The Patriot Act is ripe for reform, but Obama shows no taste for revision, only renewal. He endorsed Congress’s move last spring to extend several expiring provisions until 2015 without even the minor improvements proposed by Democrats on the Senate Judiciary Committee. Hastily passed and signed into law with little debate or opposition six weeks after 9/11, the Patriot Act weakens an array of privacy laws enacted after revelations in the mid-1970s that antiwar and civil rights activists and others had been spied upon by the FBI, the CIA, the IRS, the National Security Agency and military intelligence. An extensive report at the time by a committee headed by Senator Frank Church provoked Congress to regulate domestic intelligence-gathering—something that had not been tried before.
The new law, the Foreign Intelligence Surveillance Act of 1978 (FISA), established a secret court of federal judges to receive classified applications from the FBI and other agencies to bug homes and offices, wiretap phones and demand data on people believed to be agents of a foreign power. The subjects would never know they were targets and therefore could never contest the clandestine orders or rebut the secret conclusions. The Fourth Amendment’s criteria for searches did not need to be observed: no probable cause, no warrant “particularly describing the place to be searched, and the persons or things to be seized.”
This evasion of constitutional protections was conditional, however. The statute demanded that the “primary purpose” be intelligence collection, not criminal investigation, a limitation weakened more than two decades later by the Patriot Act: it changed the wording to “a significant purpose.” That allowed agencies to gather broad categories of information when merely “relevant” to an investigation. The Patriot Act also added as permitted targets those thought to be associated with terrorist groups as well as foreign governments. These and other amendments opened the door to collecting evidence for criminal prosecution without observing the Fourth Amendment’s rules.

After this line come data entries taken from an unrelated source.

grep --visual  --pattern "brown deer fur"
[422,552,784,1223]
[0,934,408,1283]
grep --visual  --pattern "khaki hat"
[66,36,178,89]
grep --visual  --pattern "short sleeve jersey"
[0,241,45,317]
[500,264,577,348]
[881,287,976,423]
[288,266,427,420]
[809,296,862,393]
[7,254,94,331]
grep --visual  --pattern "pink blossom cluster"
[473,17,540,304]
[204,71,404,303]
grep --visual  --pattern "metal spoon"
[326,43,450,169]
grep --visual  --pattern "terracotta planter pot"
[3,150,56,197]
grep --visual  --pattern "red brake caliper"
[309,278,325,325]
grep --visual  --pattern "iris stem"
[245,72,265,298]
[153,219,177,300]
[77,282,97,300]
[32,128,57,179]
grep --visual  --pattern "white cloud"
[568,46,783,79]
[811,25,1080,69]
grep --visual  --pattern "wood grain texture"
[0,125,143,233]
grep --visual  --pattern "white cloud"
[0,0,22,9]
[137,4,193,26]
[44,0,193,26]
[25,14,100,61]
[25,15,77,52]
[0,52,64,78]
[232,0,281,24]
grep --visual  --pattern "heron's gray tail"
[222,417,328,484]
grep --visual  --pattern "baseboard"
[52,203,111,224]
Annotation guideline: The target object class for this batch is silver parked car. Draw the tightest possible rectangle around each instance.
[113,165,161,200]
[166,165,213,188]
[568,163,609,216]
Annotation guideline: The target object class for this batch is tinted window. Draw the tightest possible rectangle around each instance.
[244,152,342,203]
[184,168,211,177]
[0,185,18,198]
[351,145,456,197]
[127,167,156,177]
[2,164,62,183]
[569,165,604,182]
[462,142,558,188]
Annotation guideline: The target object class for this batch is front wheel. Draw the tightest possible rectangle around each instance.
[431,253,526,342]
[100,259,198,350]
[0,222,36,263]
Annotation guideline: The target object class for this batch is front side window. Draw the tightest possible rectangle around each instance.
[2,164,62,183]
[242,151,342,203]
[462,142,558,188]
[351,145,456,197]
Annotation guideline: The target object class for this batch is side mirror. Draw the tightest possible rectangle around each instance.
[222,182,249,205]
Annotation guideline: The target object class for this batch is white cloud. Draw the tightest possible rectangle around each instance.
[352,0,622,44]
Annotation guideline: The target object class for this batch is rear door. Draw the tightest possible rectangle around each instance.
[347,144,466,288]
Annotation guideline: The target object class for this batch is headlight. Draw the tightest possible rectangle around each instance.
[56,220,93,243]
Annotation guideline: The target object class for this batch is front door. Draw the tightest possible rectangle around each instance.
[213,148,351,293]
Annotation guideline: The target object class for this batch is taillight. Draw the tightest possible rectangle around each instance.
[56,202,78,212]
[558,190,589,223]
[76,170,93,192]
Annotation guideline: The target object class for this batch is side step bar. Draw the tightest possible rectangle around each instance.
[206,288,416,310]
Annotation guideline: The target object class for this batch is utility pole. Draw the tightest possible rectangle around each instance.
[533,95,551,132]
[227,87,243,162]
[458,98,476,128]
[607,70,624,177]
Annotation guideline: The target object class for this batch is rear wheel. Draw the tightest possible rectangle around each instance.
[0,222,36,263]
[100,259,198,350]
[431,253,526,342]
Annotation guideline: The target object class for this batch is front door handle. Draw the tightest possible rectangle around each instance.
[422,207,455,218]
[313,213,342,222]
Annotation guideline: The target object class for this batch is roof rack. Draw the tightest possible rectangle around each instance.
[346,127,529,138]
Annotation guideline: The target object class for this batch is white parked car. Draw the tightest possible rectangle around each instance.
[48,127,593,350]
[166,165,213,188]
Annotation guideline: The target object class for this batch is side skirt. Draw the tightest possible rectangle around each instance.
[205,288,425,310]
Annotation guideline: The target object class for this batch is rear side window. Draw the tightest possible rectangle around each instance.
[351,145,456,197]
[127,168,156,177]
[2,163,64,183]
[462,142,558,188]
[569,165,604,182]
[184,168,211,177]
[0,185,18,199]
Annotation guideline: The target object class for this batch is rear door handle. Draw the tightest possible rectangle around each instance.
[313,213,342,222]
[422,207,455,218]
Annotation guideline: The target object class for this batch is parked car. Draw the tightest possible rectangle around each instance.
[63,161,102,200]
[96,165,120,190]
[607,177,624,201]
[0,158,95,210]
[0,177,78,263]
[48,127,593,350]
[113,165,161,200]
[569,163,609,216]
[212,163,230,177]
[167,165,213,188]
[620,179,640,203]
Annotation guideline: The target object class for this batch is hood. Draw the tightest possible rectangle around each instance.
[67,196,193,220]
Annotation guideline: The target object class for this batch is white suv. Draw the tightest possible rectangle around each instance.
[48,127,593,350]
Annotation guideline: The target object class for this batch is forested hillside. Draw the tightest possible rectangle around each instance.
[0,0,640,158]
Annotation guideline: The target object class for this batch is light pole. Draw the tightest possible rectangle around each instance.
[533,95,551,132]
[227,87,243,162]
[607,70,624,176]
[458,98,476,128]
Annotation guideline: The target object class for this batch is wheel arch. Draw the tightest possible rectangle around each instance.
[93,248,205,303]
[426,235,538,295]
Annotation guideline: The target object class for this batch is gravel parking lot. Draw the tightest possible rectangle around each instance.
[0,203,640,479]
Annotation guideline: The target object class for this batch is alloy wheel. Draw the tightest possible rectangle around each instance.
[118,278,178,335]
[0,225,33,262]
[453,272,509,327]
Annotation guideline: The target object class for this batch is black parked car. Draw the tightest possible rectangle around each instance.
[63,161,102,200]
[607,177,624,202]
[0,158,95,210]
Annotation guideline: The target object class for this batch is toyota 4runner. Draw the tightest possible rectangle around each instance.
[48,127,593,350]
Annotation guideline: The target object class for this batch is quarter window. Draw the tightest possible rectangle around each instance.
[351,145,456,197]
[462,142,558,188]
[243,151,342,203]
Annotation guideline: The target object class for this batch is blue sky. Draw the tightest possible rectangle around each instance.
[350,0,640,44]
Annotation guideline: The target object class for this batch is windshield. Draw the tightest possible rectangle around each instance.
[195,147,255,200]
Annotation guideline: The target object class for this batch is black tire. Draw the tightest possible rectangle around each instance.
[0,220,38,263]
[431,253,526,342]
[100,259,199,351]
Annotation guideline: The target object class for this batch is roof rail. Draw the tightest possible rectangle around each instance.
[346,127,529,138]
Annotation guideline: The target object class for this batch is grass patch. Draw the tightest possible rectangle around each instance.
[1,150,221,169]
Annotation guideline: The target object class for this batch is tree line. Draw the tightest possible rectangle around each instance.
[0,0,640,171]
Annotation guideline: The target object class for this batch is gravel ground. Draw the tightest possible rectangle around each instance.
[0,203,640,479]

Inside the United States, the secret FISA warrants have undoubtedly produced masses of information about citizens and foreigners alike, but inspectors general of various agencies have found little indication that the data have been very useful in unraveling terrorist plots. Rather, would-be terrorists have been undone almost entirely by informants, sting operations or their own bungling. A car bomb fizzled in Times Square, an underwear bomb fizzled in a plane approaching Detroit. Meanwhile, the watchers watch, the collectors collect and the analysts struggle against the overwhelming din of excessive information, trying to pick out the melody from the noise.
In August 2007, candidate Obama delivered a ringing denunciation of Bush’s policies. The speech makes good reading. “No more national security letters to spy on citizens who are not suspected of a crime,” he declared. “The separation of powers works. Our Constitution works…. This administration acts like violating civil liberties is the way to enhance our security. It is not. There are no shortcuts to protecting America.”